Temendo que as cenas de vandalismo que tomaram os noticiários desde semana passada durante os protestos pelo país, os comerciantes da avenida Afonso Pena preparam para fechar as portas mais cedo e montaram esquema de segurança. O medo é de que o foco se perca e o manifesto ganhe força com violência.

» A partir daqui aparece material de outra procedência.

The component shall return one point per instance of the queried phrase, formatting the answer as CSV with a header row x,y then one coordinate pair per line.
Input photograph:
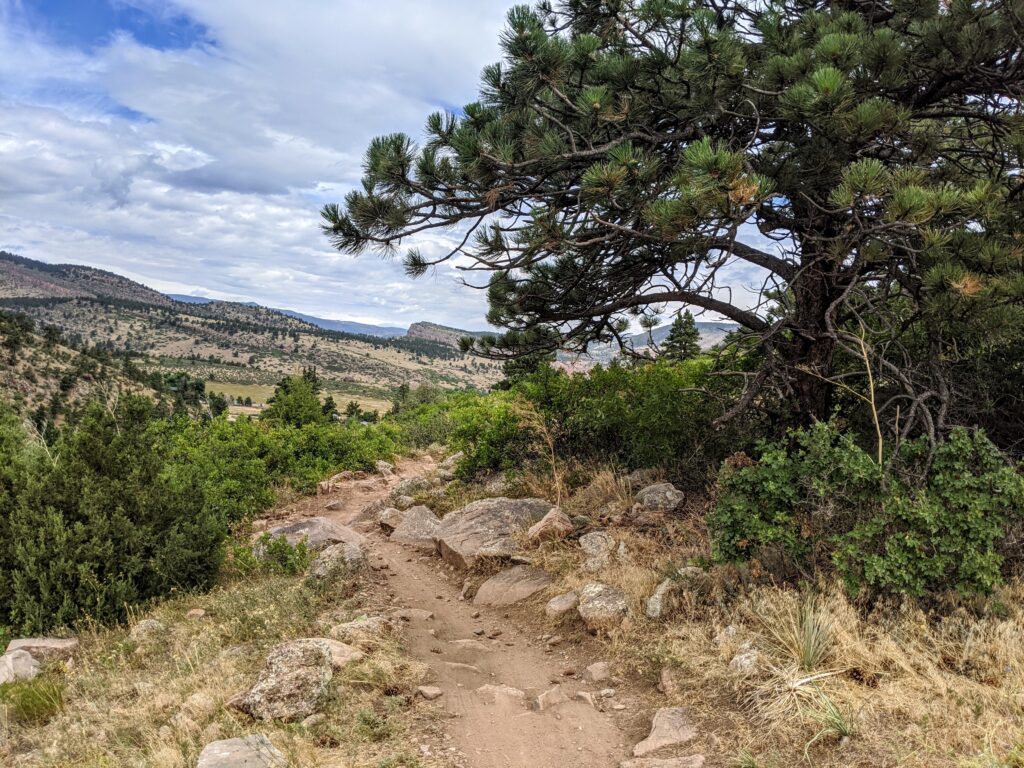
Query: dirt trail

O gerente do Burger King, Ronaldo Correia, lanchonete que fica justamente em frente da praça do Rádio, onde será a concentração a partir das 17h, já repassou a determinação vinda dos superiores. “Caso haja algum tumulto é para que eles recolham as cadeiras que ficam ali fora e todos se tranquem nos fundos da loja”, disse.

Também foi pedido para que os funcionários cheguem mais cedo por conta de possíveis tumultos, no entanto o funcionamento segue normalmente, apenas com a ressalva de ficarem atentos a movimentação.

 

Gerente explicou que vai tampar vitrine e retirar produtos durante protesto. (Foto: Cleber Gellio)Gerente explicou que vai tampar vitrine e retirar produtos durante protesto. (Foto: Cleber Gellio)

A loja conta apenas com um segurança e pode fechar mais cedo se houver necessidade. O horário normal vai até 5h da manhã.

A vitrine da loja de informática que também fica em frente à praça será tampada. O gestor de vendas, Rafael Vasconcelos, 19 anos, explicou que como a fachada é de vidro, eles temem que, caso haja vandalismo, o alvo sejam os objetos que estiverem expostas. “Vamos fechar uma hora antes e retirar todos os produtos da vitrine”, relata.
Para quem não se precaveu de eventuais danos e pretende manter o funcionamento regular, a opção se tornou arriscada. Se algo acontecer “o que resta é chorar”, diz o gerente de uma loja de equipamentos de som, Claudemir Ferraz, 46 anos.

Servidores municipais e estaduais vão cumprir todo expediente. Nas escolas públicas também não houve liberação dos alunos ou suspensão de aula. As universidades particulares, Federal e Estadual, também seguem com funcionamento normal.